К двенадцати годам я научился торговаться с поставщиками в Ковент-Гарден, сохраняя на лице каменное выражение, чтобы позднее продавать тот же самый товар покупателям на Уайтчапел, но уже с улыбкой от уха до уха. Я также обнаружил, что дед регулярно менял поставщиков, «просто для того, чтобы никто не принимал меня как должное».
В тринадцатилетнем возрасте я был его глазами и ушами, поскольку знал по имени каждого мало-мальски стоящего торговца овощами и фруктами в Ковент-Гарден. Я быстро усек, кто из продавцов просто наваливал хорошие фрукты поверх порченых, кто пытался прятать побитые яблоки, а кто всегда старался тебя обвесить. И, что самое важное, работая за лотком, я усвоил, кто из покупателей не платит свои долги и чьи имена ни в коем случае нельзя заносить на доску должников.
Я помню, как мою грудь распирало от гордости, когда миссис Смелли, хозяйка пансиона на Коммерциал-роуд, сказала мне, что я — осколок старой глыбы и однажды смогу стать похожим на своего деда.
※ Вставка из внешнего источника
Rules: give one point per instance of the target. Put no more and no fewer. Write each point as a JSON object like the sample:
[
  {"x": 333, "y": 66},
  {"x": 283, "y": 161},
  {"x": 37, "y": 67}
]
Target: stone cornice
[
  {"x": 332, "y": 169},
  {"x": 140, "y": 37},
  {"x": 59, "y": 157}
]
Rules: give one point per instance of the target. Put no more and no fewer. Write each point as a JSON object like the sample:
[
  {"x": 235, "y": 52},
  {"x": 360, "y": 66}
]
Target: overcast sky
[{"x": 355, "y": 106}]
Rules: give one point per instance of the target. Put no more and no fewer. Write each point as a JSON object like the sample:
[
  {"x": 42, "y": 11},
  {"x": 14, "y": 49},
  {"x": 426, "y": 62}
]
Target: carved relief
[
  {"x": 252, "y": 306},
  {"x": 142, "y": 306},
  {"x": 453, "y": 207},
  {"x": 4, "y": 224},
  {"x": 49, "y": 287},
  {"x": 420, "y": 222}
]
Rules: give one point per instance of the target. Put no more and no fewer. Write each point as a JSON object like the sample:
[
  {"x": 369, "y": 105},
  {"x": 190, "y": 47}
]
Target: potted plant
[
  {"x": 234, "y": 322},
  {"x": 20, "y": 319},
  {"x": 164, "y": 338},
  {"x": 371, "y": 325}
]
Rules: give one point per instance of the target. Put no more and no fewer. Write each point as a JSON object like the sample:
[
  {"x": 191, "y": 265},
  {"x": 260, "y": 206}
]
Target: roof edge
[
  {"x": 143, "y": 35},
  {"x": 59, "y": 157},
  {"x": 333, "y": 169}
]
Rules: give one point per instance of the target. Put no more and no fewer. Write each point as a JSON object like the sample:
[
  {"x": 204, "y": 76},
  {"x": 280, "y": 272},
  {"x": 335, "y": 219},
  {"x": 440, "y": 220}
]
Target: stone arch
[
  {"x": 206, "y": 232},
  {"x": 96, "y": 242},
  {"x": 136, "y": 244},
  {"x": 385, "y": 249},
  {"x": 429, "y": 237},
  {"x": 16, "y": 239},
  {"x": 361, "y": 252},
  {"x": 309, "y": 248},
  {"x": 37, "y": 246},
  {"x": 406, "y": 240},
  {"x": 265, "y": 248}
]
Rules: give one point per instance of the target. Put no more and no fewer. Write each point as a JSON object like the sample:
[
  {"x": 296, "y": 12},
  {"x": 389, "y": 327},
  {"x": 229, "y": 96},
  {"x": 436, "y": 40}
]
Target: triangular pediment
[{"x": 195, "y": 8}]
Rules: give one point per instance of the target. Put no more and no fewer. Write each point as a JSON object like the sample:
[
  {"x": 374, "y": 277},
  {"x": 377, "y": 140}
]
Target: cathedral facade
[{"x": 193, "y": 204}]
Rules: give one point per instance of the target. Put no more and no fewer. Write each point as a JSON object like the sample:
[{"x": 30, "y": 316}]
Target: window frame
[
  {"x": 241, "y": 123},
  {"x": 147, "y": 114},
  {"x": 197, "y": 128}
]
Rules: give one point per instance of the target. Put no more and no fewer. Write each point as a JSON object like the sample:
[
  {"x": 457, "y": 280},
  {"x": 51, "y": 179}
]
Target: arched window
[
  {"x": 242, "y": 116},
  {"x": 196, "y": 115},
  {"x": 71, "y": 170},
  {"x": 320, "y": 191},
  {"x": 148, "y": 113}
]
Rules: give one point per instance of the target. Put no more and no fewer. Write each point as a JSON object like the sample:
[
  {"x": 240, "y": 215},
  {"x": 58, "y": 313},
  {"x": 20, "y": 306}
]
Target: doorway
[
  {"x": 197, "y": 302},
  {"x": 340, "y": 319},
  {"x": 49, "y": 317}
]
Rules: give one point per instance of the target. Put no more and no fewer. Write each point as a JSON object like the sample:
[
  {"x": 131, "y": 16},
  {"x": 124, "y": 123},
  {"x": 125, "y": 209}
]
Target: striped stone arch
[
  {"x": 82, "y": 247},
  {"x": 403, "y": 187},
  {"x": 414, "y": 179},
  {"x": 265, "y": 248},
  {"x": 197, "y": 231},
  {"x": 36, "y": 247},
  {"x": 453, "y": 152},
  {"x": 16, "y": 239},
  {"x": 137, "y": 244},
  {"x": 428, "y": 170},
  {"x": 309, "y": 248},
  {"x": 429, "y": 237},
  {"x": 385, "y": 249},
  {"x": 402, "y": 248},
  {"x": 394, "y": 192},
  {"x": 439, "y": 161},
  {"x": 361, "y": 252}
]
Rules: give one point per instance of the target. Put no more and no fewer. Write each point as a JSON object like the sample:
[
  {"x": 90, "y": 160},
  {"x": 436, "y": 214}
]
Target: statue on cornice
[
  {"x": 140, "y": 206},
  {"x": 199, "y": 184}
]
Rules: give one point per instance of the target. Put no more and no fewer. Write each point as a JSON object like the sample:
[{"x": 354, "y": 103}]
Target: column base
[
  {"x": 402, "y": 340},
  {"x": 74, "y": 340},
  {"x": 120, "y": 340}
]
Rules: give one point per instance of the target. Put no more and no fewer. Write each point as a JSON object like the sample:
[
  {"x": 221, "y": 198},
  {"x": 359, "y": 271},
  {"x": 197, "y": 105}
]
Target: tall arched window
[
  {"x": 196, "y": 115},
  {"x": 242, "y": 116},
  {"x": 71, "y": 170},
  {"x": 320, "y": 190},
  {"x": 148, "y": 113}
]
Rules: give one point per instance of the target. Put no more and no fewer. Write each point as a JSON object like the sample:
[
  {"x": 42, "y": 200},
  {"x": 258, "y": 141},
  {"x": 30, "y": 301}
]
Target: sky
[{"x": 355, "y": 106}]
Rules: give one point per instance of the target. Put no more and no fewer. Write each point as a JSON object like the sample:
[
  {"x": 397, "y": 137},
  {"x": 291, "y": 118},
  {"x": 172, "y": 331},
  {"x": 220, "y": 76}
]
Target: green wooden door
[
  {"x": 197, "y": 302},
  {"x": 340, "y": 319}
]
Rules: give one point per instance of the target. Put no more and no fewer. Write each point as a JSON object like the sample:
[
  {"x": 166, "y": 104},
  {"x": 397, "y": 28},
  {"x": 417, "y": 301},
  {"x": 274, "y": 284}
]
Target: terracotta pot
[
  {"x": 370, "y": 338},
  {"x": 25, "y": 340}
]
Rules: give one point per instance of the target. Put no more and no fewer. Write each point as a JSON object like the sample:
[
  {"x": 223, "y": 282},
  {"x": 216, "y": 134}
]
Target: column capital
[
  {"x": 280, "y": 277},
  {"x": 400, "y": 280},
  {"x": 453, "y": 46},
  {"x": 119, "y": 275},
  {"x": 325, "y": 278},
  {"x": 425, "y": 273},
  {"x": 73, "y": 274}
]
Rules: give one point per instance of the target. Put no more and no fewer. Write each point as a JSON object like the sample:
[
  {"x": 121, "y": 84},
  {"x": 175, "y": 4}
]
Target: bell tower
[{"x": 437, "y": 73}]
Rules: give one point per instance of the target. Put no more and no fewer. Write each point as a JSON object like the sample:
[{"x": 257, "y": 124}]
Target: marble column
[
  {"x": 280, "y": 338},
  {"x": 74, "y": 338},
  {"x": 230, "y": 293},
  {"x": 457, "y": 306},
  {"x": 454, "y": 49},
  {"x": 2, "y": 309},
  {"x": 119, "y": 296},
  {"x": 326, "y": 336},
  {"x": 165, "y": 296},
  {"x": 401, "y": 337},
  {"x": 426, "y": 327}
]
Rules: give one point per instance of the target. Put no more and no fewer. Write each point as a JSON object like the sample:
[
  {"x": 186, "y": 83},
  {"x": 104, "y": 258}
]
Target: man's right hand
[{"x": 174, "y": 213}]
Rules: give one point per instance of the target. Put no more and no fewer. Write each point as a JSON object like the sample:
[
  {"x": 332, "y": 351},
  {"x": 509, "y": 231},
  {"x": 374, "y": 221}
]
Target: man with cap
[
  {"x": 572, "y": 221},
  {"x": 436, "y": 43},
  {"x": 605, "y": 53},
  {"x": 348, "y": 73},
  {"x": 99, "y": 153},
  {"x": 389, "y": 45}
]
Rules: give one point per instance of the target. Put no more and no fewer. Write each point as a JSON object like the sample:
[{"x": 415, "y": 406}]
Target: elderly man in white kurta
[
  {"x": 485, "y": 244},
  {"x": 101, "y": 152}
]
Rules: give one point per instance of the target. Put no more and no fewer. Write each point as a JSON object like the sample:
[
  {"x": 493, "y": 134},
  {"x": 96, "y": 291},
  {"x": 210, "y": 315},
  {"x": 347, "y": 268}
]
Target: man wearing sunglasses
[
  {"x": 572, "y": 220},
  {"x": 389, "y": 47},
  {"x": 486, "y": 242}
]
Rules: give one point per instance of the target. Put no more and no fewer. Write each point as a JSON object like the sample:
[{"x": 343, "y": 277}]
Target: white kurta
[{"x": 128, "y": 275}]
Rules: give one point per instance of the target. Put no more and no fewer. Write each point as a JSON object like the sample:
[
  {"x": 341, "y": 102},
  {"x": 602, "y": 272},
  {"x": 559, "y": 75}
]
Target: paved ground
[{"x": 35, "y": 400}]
Я отпраздновал это событие в тот вечер, заказав свою первую пинту пива и закурив первую в жизни сигару. Я не покончил ни с тем, ни с другим.
В моей памяти навсегда сохранится то субботнее утро, когда дед впервые позволил мне вести торговлю самостоятельно. За пять часов он ни разу не раскрыл рта, чтобы дать мне совет или высказать свое мнение. И когда в конце дня он проверил выручку, то, несмотря на то что она оказалась на два шиллинга и пять пенсов меньше обычной, вручил мне шесть пенни, которые всегда давал в конце недели.
Я знал, что дед хотел, чтобы я продолжал учиться и совершенствовал свое чтение и письмо, однако в последнюю пятницу четверти в декабре 1913 года я в последний раз вышел из ворот начальной школы на Юбилейной улице с благословения моего отца. Он всегда говорил мне, что учеба — это пустая трата времени, лишенная всякого смысла. Я с ним соглашался, несмотря на то что толстушка поступила в какую-то школу Святого Павла, которая находилась у черта на куличках, где-то в Хаммерсмите. А кому захочется ходить в школу в Хаммерсмит, когда можно прожить и в Ист-энде?
Миссис Сэлмон, очевидно, хотела этого, потому что каждому, кто стоял к ней в очереди за хлебом, она рассказывала об «интеллектуальных достоинствах» своей дочери в ее понимании.
— Зазнавшаяся гусыня, — обычно шептал мне на ухо дед. — Одна из тех, кто держит дома вазу с фруктами, когда никто в нем не болеет.
К толстушке я относился во многом так же, как дед к миссис Сэлмон. Мистер Сэлмон, однако, вызывал у нас другие чувства. До того как он женился на дочке булочника, мисс Роач, он сам был уличным торговцем.